In the Cool of the Morning
By Bobby Neal Winters
I sat out on the drive way this morning in my
undershirt. I had a cup of coffee in my
hand and I was listening to Crosby, Stills, and Nash do The Southern Cross on my iPhone.
I was in the shade and it was cool, but I looked at the sun play in the
new leaves on the top of the oak Jean and I had planted. I followed it down and
my eyes caught the peach tree she and I had planted to shade the hostas; it has
grown enough that it now is now doing its job.
Behind the hostas were the milkweed plants. Jean has hung strings from the gutters and is
training the milkweeds to climb them. This
is for the monarch butterflies that will come through later in the year.
One week ago I was sitting at KU Medical center having
washer-like objects called fiducials put on my head. This was proceeding an MRI that would create
a 3-dimensional map of my head. The 3D
map was so that they would be able to perform surgery to remove a tumor that
had grown over the last few decades on my pituitary gland.
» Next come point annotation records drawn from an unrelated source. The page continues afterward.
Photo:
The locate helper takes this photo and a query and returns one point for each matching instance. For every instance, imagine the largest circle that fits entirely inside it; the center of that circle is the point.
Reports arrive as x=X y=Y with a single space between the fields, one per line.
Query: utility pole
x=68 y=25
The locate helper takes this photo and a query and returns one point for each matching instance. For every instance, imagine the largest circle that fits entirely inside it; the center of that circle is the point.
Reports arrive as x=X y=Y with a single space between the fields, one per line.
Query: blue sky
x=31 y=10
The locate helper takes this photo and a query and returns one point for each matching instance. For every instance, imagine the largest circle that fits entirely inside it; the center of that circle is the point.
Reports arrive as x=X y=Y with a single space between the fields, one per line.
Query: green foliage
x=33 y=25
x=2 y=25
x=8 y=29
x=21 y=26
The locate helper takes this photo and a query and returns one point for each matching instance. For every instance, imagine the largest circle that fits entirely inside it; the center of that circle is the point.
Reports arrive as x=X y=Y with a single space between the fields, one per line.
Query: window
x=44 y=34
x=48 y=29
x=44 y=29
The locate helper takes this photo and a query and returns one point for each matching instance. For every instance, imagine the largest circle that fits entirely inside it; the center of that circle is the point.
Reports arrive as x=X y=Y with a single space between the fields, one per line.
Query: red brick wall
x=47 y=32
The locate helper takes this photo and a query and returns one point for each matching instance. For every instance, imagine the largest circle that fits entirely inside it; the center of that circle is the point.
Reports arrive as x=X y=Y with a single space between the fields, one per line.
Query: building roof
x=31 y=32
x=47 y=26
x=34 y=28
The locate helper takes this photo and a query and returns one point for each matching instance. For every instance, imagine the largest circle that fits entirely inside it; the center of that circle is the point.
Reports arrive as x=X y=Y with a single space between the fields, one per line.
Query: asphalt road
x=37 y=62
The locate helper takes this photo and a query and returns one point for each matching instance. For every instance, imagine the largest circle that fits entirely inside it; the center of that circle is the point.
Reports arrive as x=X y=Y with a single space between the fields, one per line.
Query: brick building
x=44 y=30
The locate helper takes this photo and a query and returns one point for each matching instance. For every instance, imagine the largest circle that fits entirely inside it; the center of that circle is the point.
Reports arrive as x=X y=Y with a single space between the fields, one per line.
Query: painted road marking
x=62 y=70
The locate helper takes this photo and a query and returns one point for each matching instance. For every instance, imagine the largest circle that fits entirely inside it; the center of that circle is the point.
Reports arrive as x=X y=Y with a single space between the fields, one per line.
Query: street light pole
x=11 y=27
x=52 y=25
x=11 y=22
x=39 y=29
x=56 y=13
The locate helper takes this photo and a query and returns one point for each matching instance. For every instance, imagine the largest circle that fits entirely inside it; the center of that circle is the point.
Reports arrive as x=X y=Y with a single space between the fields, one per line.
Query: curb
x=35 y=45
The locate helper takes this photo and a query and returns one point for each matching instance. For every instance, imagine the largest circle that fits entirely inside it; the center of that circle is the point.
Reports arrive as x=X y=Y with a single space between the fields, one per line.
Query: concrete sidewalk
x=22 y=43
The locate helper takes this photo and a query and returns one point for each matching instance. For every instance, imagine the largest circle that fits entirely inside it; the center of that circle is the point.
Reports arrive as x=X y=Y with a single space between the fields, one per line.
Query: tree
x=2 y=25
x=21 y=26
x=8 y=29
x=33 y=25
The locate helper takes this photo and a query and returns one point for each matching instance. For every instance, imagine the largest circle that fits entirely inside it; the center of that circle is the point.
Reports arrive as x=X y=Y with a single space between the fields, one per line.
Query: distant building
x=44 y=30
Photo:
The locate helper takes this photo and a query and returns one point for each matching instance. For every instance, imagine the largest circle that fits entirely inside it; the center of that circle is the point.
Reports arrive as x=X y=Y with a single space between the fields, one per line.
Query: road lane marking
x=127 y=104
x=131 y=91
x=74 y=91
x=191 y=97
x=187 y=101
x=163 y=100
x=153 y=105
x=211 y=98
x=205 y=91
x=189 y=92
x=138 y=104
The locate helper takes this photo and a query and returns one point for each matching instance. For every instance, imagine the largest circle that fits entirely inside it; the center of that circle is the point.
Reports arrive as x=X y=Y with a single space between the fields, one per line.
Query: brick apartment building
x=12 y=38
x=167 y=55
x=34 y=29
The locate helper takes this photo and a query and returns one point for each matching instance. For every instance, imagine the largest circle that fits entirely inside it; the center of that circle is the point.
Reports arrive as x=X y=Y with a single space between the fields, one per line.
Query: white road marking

I was calm because this was my second run at it. The week before they had attempted the
surgery but had stopped because my blood pressure had jumped to 220/100, a new
record for someone whose BP usually runs 125/80. My multidisciplinary team put
their heads together, scratched their collective temple, and decided to reboot
one week later.
One suspect in the mix is a product known over the counter
as Afrin. The ENT (ear, nose, and throat)
guys use it in surgery to control nasal bleeding. The ENT guys were a part of my multidisciplinary
team because pituitary surgery usually proceeds through the nose these
days. They put a tube up your nose,
entering the sphenoid sinus and then crack into the sella turca (a bone shaped
like a Turkish saddle—whatever the hell they are) on which the pituitary gland
sits.
Afrin is shockingly dangerous stuff for something that
available over the counter. The guys,
using their collective wisdom, switched to an older product that is not
available over the counter but is very much familiar to us in story and song: cocaine.
Seriously.
They used cocaine instead of Afrin, but they didn’t tell me
this before surgery. I needed to be calm
when I went under, and I was. Calmer than I had been the week before when we
did our trial run.
The week before, I went under as they were rolling me off to
prep me. They were making happy talk to
me after they had put an “oxygen” mask over my face. I awoke after having noted zero passage of
time and hearing the words “We didn’t do your procedure.”
In spite of not having had my procedure done, they had
inserted a catheter and they had shaved my belly. If going in through the nose to get to a
gland that hangs from the brain is confusing, then so is shaving a belly to the
nth-degree.
They use a piece of abdominal fat to aid the healing
process. They had prepped my tummy in order
to remove it. Those of you who have seen
me in person will remark to themselves that I have it to spare; everyone makes
that joke. When I started to make it to
my surgeon, she pre-empted me, having heard it too many times.
In any case, a lot had been done to me that I had not
noticed. Time had passed in a darkness
deeper than sleep.
It occurred to me that the happy talk I’d heard as I went
under could’ve been the last words I’d heard on this earth. The nothingness was absolutely total.
It was calming.
That one week later--on the day of the real surgery—I was
calm. I knew that my BP could spike dangerously, but I also knew they were
ready for it this time. But even if not,
I knew that if It happened, then I would never know.
My thoughts were all with my family. My family is strong because my wife Jean is
strong. She would, herself, be supported by our girls who she has raised to be
strong and by her mother, the one who raised her.
But I lived.
My surgeon, a woman who is famously meticulous among the
hospital staff, spent the afternoon plucking a tumor the size of a black-eyed pea
out from the middle of my head. She would take a bit, the BP would rise; she’d
let the BP go down and then take a little more.
It took hours to get the little son-of-a-bitch out.
When I awoke this time, they asked me how I felt and I knew
the procedure had been done. I told them
I felt like I’d been punched in the nose and cut in the gut. The two-inch incision where they’d taken the
fat was on fire. My nose throbbed. They started putting the Vicodin (hydrocodone
+ acetomenaphine) to me and that made everything better.
We are now at surgery plus one week. I’ve spent a good deal of time napping in a
Vicodin-induced haze, but over the last couple of days I’ve been weaning myself
off of it. I will have plenty of time to
sleep when I’m dead; that I know.
In the meantime, mornings like the one we had today are
simply too rare. God is too good to us for us to ignore his grace.